Il a également la volonté de limiter le recours à l’isolement et d’importants travaux ont permis l’installation dans chaque unité des espaces d’apaisement, démarche très rarement observée lors des visites. Une unité a débuté leur utilisation afin de réaliser une évaluation avant l’ouverture de tous les espaces, prévue à la fin de l’année 2023.

Chaque unité compte deux chambres d’isolement totalement rénovées et répondant globalement aux attentes en matière d’aménagement. Les pratiques d’isolement sont mesurées et le déploiement d’un nouveau logiciel doit permettre de renseigner correctement le registre. Le cadre légal est insuffisamment respecté s’agissant de la double évaluation psychiatrique quotidienne, de l’information des proches, de la formalisation des décisions de renouvellement et de la saisine du juge des libertés et de la détention.

Des mineurs ont été hospitalisés dans les unités destinées aux adultes et des isolements de mineurs en soins libres ont été pratiqués hors le cadre légal.

La commission départementale des soins psychiatriques est inexistante dans le département de la Seine-Saint-Denis.

Les constats exposés lors de la réunion de restitution ont été accueillis de façon constructive.

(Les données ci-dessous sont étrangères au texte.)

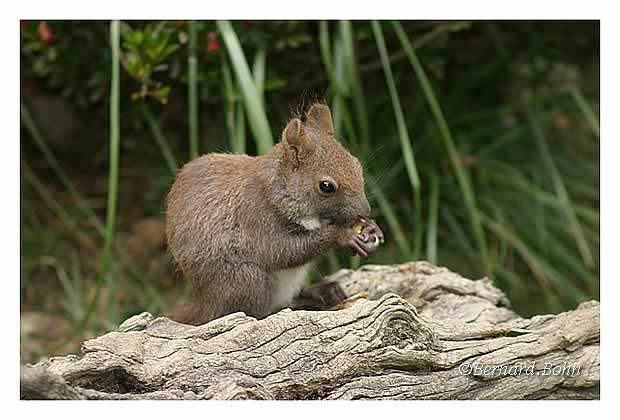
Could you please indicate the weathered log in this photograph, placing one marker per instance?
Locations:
(423, 333)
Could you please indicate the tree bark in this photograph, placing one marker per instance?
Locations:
(423, 332)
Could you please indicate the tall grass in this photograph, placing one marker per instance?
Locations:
(104, 270)
(251, 95)
(192, 64)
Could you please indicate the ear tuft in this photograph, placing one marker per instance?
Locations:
(320, 117)
(296, 143)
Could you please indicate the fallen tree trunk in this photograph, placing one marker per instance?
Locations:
(423, 333)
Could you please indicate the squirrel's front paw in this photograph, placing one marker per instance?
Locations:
(365, 239)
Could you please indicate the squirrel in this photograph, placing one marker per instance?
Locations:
(244, 230)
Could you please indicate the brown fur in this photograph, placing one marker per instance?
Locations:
(234, 220)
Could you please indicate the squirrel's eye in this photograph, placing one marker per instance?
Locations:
(327, 187)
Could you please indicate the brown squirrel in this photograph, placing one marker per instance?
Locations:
(244, 229)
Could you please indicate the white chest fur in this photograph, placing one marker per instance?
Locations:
(289, 283)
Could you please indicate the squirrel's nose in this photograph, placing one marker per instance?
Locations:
(364, 210)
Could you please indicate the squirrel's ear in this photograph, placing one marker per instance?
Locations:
(319, 116)
(295, 141)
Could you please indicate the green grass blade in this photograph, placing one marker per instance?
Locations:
(446, 136)
(561, 192)
(240, 128)
(433, 211)
(160, 139)
(339, 89)
(258, 70)
(357, 93)
(387, 210)
(587, 110)
(405, 142)
(113, 171)
(254, 108)
(192, 86)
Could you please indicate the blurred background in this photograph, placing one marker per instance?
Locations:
(480, 142)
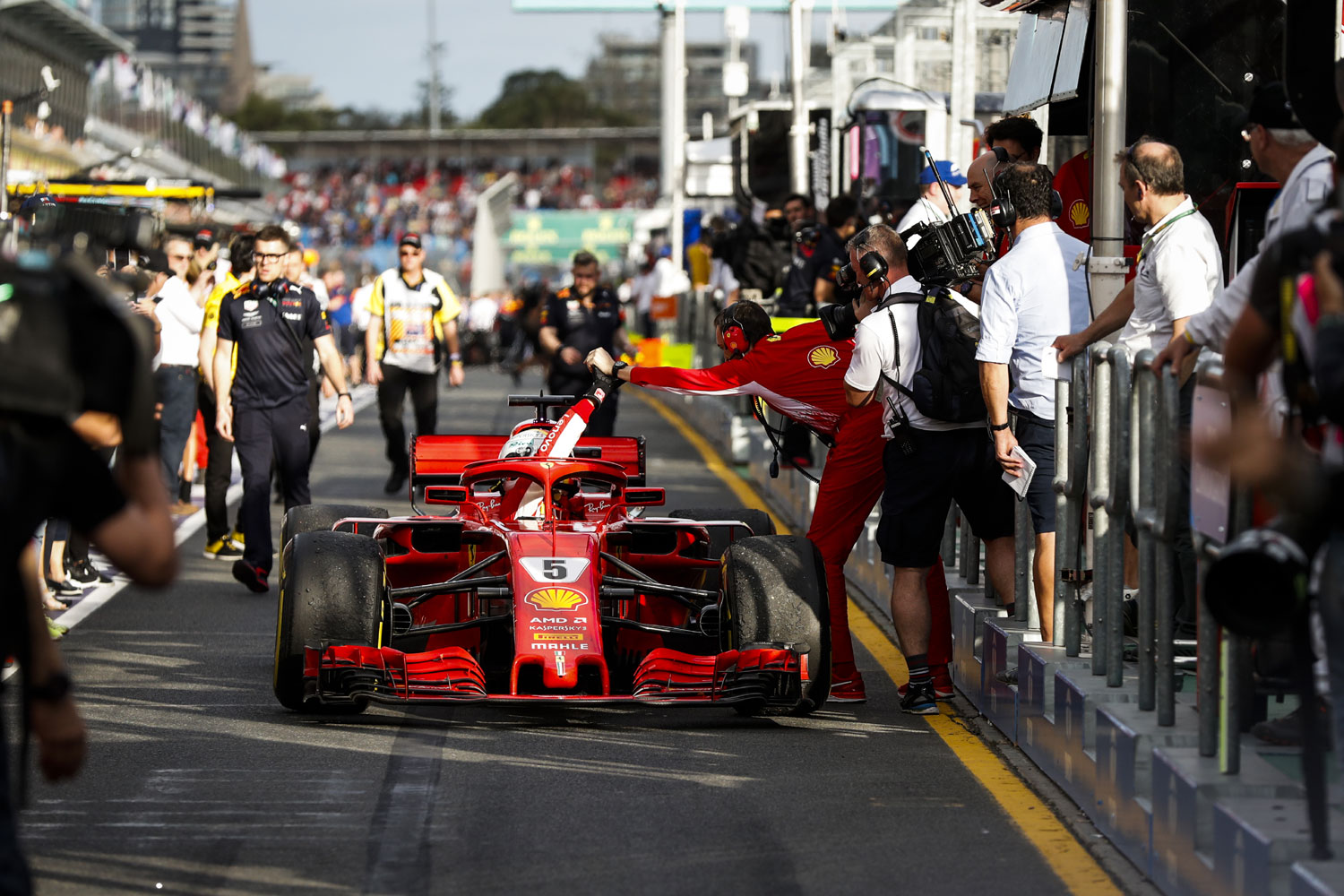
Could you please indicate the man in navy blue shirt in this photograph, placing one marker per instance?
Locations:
(263, 409)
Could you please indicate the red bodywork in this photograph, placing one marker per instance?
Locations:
(515, 598)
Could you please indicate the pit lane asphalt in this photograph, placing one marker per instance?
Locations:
(201, 782)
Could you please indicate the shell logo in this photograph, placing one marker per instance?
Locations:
(556, 598)
(823, 357)
(1078, 212)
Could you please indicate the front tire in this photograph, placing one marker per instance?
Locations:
(332, 590)
(774, 591)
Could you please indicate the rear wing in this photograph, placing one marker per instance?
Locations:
(438, 460)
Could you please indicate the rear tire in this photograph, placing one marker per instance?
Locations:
(322, 517)
(332, 590)
(774, 591)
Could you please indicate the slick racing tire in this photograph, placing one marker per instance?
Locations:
(332, 590)
(322, 517)
(774, 591)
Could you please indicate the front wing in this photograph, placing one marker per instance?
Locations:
(758, 673)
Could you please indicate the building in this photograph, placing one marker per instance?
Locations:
(626, 75)
(922, 31)
(203, 46)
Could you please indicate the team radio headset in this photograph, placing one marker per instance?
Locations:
(737, 344)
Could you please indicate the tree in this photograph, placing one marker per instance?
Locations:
(547, 99)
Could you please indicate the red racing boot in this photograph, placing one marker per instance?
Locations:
(847, 684)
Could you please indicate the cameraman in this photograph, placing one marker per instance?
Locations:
(1030, 297)
(798, 374)
(927, 463)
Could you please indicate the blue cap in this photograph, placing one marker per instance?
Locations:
(949, 171)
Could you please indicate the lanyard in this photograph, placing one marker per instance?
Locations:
(1148, 241)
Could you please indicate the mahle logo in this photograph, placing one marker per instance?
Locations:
(556, 598)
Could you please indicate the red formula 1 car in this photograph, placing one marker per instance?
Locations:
(542, 579)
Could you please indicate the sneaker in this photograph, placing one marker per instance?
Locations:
(65, 589)
(847, 686)
(253, 576)
(943, 688)
(1287, 731)
(395, 481)
(223, 548)
(919, 702)
(86, 573)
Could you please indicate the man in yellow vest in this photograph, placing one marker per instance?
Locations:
(413, 320)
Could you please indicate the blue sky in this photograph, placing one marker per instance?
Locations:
(371, 53)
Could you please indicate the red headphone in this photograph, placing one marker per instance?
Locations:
(734, 338)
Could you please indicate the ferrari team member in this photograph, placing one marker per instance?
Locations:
(413, 317)
(222, 543)
(800, 375)
(263, 409)
(574, 323)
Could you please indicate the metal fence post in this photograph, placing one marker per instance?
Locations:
(1070, 485)
(1145, 389)
(1168, 500)
(1116, 509)
(1021, 590)
(1098, 474)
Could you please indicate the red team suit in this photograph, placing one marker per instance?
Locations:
(801, 375)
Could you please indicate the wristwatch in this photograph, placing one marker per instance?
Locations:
(53, 689)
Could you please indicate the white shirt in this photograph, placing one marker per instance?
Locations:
(874, 355)
(922, 212)
(1306, 187)
(180, 317)
(1031, 296)
(1179, 274)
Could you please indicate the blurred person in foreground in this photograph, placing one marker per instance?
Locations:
(263, 409)
(413, 325)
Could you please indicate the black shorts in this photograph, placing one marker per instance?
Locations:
(957, 465)
(1037, 438)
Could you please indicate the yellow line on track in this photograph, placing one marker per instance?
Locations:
(1067, 857)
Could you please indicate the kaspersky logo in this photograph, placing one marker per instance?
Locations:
(823, 357)
(556, 598)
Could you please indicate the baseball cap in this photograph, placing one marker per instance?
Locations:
(1271, 108)
(949, 171)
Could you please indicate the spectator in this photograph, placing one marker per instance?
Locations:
(180, 316)
(222, 543)
(927, 462)
(1179, 274)
(413, 314)
(1288, 153)
(1030, 297)
(932, 206)
(1019, 136)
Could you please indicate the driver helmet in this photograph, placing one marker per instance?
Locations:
(526, 438)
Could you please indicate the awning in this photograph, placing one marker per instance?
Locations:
(69, 27)
(1048, 56)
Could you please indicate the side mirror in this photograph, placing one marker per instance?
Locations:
(445, 495)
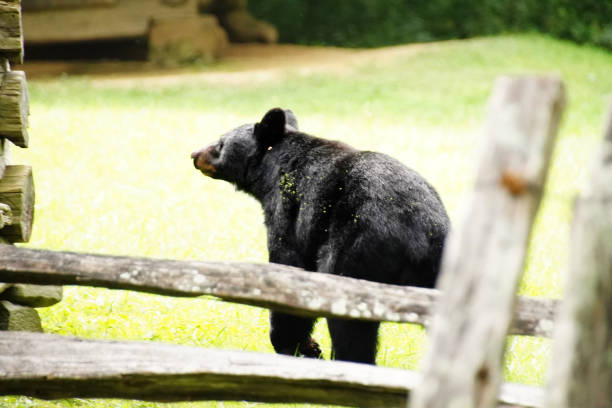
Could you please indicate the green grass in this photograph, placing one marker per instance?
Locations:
(113, 175)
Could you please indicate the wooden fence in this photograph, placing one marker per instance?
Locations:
(470, 317)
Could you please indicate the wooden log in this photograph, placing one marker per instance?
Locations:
(185, 40)
(14, 108)
(278, 287)
(39, 5)
(485, 252)
(11, 34)
(16, 317)
(4, 156)
(581, 368)
(66, 367)
(17, 191)
(128, 19)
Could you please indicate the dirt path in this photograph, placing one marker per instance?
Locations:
(242, 63)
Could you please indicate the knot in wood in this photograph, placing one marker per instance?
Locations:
(514, 183)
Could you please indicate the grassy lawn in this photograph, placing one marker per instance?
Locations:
(113, 175)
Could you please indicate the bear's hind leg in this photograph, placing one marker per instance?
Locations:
(354, 340)
(290, 335)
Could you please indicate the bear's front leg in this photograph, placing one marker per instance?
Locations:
(290, 335)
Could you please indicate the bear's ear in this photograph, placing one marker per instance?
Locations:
(271, 128)
(291, 119)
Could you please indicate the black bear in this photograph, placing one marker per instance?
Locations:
(334, 209)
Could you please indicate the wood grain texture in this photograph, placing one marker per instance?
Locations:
(125, 20)
(581, 368)
(274, 286)
(51, 367)
(4, 155)
(17, 191)
(14, 108)
(485, 252)
(11, 36)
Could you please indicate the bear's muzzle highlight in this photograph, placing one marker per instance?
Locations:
(201, 162)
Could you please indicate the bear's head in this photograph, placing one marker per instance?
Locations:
(237, 151)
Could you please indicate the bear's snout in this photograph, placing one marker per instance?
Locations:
(201, 161)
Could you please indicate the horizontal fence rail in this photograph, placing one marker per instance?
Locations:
(52, 367)
(274, 286)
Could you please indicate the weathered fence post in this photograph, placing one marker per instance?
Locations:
(485, 252)
(581, 369)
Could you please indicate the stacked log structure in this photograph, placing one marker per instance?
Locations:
(17, 302)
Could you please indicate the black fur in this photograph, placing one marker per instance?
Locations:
(333, 209)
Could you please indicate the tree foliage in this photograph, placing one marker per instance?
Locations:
(370, 23)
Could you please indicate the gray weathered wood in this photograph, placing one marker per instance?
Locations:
(17, 317)
(11, 36)
(581, 368)
(14, 108)
(4, 155)
(48, 366)
(485, 252)
(17, 191)
(273, 286)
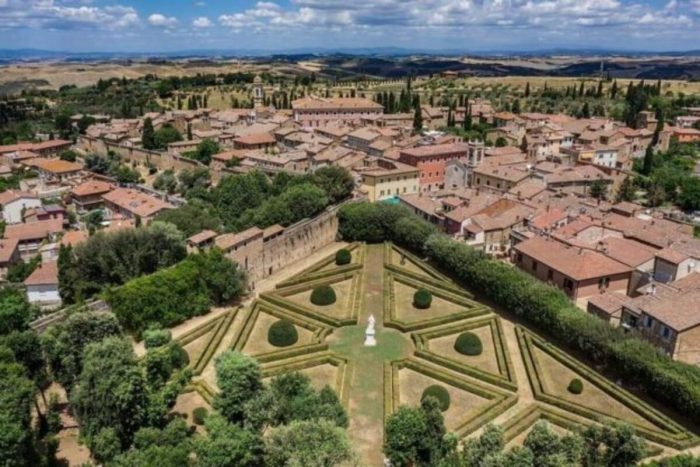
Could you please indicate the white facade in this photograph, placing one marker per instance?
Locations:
(606, 157)
(12, 211)
(44, 294)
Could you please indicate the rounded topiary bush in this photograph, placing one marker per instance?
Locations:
(439, 393)
(153, 338)
(282, 334)
(343, 257)
(575, 386)
(422, 299)
(199, 414)
(323, 295)
(468, 343)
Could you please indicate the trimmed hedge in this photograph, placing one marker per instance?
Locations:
(575, 386)
(439, 393)
(541, 305)
(199, 414)
(170, 296)
(323, 295)
(422, 299)
(282, 333)
(343, 257)
(468, 343)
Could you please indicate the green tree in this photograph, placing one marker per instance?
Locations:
(308, 443)
(613, 446)
(648, 160)
(16, 395)
(165, 135)
(415, 436)
(336, 181)
(148, 135)
(689, 197)
(191, 218)
(240, 381)
(417, 117)
(599, 189)
(205, 150)
(15, 311)
(64, 343)
(110, 391)
(228, 445)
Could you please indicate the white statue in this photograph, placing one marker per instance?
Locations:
(370, 341)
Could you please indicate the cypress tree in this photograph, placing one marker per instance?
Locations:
(417, 117)
(148, 136)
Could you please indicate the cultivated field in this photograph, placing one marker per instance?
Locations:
(514, 379)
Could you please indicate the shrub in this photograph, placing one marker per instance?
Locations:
(468, 343)
(170, 296)
(439, 393)
(323, 295)
(343, 257)
(282, 334)
(422, 299)
(153, 338)
(199, 414)
(545, 307)
(575, 386)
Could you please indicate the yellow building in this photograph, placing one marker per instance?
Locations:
(388, 178)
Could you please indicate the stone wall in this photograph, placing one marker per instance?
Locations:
(161, 160)
(300, 240)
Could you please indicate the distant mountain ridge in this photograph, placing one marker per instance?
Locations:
(19, 55)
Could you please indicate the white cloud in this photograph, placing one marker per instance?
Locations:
(56, 14)
(202, 22)
(157, 19)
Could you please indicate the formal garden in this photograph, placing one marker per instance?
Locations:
(433, 338)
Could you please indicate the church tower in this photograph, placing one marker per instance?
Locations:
(258, 93)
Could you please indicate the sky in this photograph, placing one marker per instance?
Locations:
(285, 25)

Le rapport provisoire a été adressé le 20 octobre 2023 à la maison de santé, aux autorités judiciaires du tribunal de Bobigny, à l’Agence régionale de santé Île-de-France et à la préfecture de Seine-Saint-Denis pour une période d’échange contradictoire d’un mois. A l’issue, seul le directeur de la maison de santé a adressé ses observations le 27 novembre 2023, lesquelles ont été intégrées dans le présent rapport définitif.

Le CGLPL souligne que la maison de santé a, dès réception du rapport provisoire, déployé un plan d’actions, actualisé ses processus et engagé des changements concrets en faveur des droits des patients.

Le CGLPL encourage les équipes de la maison de santé à poursuivre leur engagement et à programmer les ajustements restant à réaliser.

L’établissement compte des professionnels mobilisés, communiquant aisément entre eux et soucieux de questionner leurs pratiques pour les faire évoluer. Ils s’impliquent pour déployer des dispositifs susceptibles d’accompagner l’évolution du patient.